This is a spinoff from the thread 'Am I unique hybrid?' which turned into a discussion about maintenance.

From those who are doing refactoring as part of their normal routine, there were gasps of horror at those who weren't.

I work in a place where releases are heavily regulated, and any changes to the code need full user authorization, user testing on dev completion plus signoff from management. I don't have full control over my environment here. Speaking as someone who isn't doing refactoring - except when I've got some code out for An Approved Reason - it doesn't seem to easy to bring the concept in.

I'm sure I can't the only one in this bind. How would you happy refactorers change such a maintenance situation?

Shodan
Wednesday, December 10, 2003

Dang dude I feel for you.

Given that they've got a lock down on stealth refactoring (sheesh!) and criminal penalties for rogue refactorers you can either:

1.  tell them to change the environment, using whatever you can from xp or whatever books you can find (don't mention xp to them, just use the books to get hard data on refactoring. mention xp and it will become a methodology war)

2. find a different place to work

3. Become resigned to your unfulfilling job

I have a feeling that 1 won't work. Assuming 3 is bad for you, try 2. If 1 doesn't work and you can't do 2 for whatever reason 3 is what you're left with.

if they didn't have the 'System' you describe, I'd add #4, stealth refactoring, ie ignore the asses and do it anyway.

Tony Chang, the Happy Refactorer
Wednesday, December 10, 2003

Tony, Number 2 is pretty high on my list at the moment (see "Life and Career" thread).

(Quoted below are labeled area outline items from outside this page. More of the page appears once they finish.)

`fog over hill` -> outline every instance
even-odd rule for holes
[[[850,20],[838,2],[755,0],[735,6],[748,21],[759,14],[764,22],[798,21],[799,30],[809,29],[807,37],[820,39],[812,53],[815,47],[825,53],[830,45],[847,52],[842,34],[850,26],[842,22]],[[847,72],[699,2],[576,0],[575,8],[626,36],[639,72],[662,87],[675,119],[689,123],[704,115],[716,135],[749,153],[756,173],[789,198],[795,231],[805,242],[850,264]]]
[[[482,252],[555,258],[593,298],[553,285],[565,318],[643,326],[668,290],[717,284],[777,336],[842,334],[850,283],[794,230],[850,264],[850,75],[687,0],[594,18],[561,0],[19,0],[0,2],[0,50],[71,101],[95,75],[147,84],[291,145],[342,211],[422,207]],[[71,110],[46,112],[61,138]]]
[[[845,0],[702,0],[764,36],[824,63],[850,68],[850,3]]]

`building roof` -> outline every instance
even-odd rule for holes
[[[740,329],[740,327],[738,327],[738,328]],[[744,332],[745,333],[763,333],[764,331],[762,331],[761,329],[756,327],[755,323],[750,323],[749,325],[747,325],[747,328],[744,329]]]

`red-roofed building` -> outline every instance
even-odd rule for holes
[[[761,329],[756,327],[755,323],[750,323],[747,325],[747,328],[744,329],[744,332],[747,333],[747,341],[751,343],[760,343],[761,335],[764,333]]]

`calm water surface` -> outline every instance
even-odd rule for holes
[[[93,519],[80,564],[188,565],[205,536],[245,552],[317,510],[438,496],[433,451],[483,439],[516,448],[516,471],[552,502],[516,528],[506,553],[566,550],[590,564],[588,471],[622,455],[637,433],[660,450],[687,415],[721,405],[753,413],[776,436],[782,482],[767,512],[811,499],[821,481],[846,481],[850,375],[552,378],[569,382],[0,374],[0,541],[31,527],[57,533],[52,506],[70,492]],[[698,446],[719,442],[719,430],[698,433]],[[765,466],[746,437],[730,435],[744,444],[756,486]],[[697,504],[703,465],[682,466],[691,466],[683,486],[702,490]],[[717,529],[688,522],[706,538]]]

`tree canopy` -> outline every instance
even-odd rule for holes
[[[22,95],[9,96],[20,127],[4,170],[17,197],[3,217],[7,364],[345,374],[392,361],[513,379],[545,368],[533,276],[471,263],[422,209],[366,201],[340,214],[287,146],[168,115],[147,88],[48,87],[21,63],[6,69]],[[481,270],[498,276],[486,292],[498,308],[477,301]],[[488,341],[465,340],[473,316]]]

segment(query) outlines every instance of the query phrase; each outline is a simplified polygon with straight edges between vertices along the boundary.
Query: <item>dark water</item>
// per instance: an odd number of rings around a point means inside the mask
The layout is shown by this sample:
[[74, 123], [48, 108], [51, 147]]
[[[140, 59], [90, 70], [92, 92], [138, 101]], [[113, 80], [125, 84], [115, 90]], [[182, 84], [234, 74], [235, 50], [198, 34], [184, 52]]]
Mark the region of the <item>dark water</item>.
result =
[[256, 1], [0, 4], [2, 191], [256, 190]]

I'm not sure how I would broach 1.

I *am* in a fortunate position, I'm seen as someone who is changing things for the better. Still the bureaucracy is climbing higher and higher and I won't be able to turn on my PC without authorization soon.

Just looking for ideas... although I'm still trying to introduce the concept of a spec (or something along those lines).

Shodan
Wednesday, December 10, 2003

I expect the reason for your lockdowns is to prevent unapproved *functional* changes, and *untested* changes.

Thus, the only way you're going to get to do refactoring is if you can institute automated testing, and they agree to making it the *test suite* that's locked down for approved changes.  Then, you can have your refactoring cake, and the users can eat it too.

Phillip J. Eby
Wednesday, December 10, 2003

Agreed, it doesn't seem unreasonable to have a certain level of lock down on production code.  Refactoring does add risk, especially if you don't test for functional changes.  If things are working fine in production it's rare that you'll find a manager who wants to change it just to clean up code.  You're going to have to have some good reasons why the refactored code is better than the original.

chris
Wednesday, December 10, 2003

You're allowed to change the code if you have an Approved Reason (e.g. a bug to fix or a new feature to write).

That's fine: if you need to fix a bug (or add a new feature), then refactor as much as necessary/desirable as part of your effort.

On the other hand, for any code that's working fine as is (no bug to fix, no new feature to write), you don't even need to read it, let alone refactor it.


Wednesday, December 10, 2003

My feeling was, yes, it comes down to testing. The app base I deal with (there are a lot of independent apps) had been around for a few years before I showed up. None of them have any automated testing. For my new apps, I apply automated testing, but I'm still working amongst people who don't recognise the value of building tests (as opposed to just "doing" them).